When I started the novel, it seemed to be a post-traumatic reflection of America’s reaction to the terrorist attacks of the early 21st century. The explosion that Theo survives marks him in ways that the author occasionally describes as a PTSD reaction. But if this is a reflection of America in PTSD, then it’s floundering passively. (Is that what it feels like to some people living in America? It it’s not what’s happening to people living in Iraq or Afghanistan, or to those in America living with the security response.) But if America’s PTSD is one way of looking at the story, then what does it mean that Theo’s best friend, and the person who resolves his crisis, is a Russian-speaking Ukrainian criminal? Boris is clearly the antithesis to Theo, dynamic, self-driven to excesses of food, alcohol and drugs, but the only character who succeeds in getting anything done. (Actually, I find him the most attractive and memorable character in the book.) The other Americans are decadent wasters who spend their lives throwing away the wealth they have access to or ripping off other people. Even lovable Hobie, the careful craftsman who makes the objects of the past perfect again, can’t run his own workshop without someone else keeping him from bankruptcy. And Theo’s love interest Pippa, who survives her childhood trauma to become a caring and skilled musician, leaves the country. She takes up with a Britisher who, in Theo’s eyes at least, is a bit of a loser as well. Perhaps by way of balance, the Europe that Theo sees seems to be equally corrupt, criminal and decadent.

As I reflect on the book, I’d call it a sad satire on contemporary America. It’s quite comic in places, pointing out the emptiness of high New York culture as well as the Las Vegas desert. The good dad Hobie, Theo’s real bad dad, and Theo’s nihilistic best friend, all observe that good and evil are mixed up in the world, and it’s hard to separate one from the other. The art and beauty that Theo says give life meaning come only from the remnants of a European past.

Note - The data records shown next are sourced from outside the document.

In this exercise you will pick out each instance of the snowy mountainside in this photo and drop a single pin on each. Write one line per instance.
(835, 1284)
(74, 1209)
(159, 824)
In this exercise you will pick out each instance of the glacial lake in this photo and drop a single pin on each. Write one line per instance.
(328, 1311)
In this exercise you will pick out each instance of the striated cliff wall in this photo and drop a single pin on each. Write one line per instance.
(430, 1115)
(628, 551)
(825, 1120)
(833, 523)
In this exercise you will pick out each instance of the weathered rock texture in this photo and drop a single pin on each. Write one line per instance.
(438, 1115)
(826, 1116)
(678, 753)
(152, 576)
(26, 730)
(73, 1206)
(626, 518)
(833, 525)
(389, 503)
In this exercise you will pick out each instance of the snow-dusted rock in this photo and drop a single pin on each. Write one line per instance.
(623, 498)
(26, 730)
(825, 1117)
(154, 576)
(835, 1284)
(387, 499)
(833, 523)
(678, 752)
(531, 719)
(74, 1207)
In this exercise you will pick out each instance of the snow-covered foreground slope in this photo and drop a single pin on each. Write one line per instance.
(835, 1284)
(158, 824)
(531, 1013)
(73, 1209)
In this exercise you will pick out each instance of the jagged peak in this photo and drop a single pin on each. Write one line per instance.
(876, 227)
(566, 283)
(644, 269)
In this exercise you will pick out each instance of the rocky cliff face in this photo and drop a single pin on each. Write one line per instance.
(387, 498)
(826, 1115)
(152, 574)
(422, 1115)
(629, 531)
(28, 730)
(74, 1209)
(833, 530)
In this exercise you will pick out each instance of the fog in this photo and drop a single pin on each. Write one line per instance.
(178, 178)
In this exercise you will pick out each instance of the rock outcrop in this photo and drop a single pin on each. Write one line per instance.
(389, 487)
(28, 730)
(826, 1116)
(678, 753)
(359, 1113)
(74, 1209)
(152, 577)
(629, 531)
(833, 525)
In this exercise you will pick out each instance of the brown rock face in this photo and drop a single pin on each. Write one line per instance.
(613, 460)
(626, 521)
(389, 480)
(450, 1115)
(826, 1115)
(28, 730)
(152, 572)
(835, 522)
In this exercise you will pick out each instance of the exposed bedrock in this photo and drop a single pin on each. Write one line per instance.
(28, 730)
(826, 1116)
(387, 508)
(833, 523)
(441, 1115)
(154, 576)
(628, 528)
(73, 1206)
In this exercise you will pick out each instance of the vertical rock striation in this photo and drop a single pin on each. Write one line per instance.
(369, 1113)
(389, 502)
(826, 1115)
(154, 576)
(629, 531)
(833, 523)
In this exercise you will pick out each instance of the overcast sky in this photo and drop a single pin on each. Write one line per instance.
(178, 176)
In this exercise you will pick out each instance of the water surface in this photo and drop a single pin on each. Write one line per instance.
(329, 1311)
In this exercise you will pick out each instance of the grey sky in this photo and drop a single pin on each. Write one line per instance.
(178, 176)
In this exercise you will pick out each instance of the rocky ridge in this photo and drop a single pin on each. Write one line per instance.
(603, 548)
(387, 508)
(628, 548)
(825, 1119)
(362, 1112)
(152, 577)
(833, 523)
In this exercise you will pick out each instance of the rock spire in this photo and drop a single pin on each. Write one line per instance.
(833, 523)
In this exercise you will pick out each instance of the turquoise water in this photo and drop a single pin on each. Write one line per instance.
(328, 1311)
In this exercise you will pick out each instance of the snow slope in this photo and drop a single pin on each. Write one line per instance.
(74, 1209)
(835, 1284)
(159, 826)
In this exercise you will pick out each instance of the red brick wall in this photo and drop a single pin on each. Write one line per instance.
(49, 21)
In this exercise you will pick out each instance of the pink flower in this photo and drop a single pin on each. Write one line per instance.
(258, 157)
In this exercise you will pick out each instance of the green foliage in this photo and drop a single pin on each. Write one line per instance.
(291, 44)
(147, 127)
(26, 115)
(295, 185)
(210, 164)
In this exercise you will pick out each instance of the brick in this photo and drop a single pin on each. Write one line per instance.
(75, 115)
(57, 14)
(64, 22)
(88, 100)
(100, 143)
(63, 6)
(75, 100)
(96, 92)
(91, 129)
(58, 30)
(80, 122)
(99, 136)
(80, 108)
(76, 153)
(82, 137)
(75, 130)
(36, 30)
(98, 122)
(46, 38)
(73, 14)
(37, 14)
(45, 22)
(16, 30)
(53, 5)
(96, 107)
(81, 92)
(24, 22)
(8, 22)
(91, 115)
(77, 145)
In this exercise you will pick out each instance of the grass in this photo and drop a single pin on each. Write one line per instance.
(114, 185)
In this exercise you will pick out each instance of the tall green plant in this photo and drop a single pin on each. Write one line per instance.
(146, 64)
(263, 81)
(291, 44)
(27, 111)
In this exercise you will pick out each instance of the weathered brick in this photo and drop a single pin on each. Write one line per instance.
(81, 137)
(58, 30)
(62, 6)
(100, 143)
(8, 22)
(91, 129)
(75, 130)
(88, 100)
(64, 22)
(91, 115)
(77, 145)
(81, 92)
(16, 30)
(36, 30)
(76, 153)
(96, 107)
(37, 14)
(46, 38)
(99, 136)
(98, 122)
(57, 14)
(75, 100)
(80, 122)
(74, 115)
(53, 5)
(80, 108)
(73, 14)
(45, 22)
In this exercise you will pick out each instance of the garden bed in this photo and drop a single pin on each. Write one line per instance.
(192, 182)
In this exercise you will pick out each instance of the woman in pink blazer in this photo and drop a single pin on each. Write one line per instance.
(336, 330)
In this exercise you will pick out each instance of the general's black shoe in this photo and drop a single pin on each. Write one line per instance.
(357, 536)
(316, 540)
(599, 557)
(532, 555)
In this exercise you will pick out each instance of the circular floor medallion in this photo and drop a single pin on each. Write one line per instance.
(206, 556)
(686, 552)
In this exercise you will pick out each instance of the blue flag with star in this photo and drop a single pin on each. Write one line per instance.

In spite of which, Theo’s story is an engaging one. I always felt that he was a flawed human being like the rest of us, and I hoped he’d pull through somehow. The length of the story means that a reader spends time getting to know him, and even the slow parts didn’t make me want to quit reading.  The story is one that remains with me because it’s a vivid and detailed picture of a sense of anomie that I could empathize with.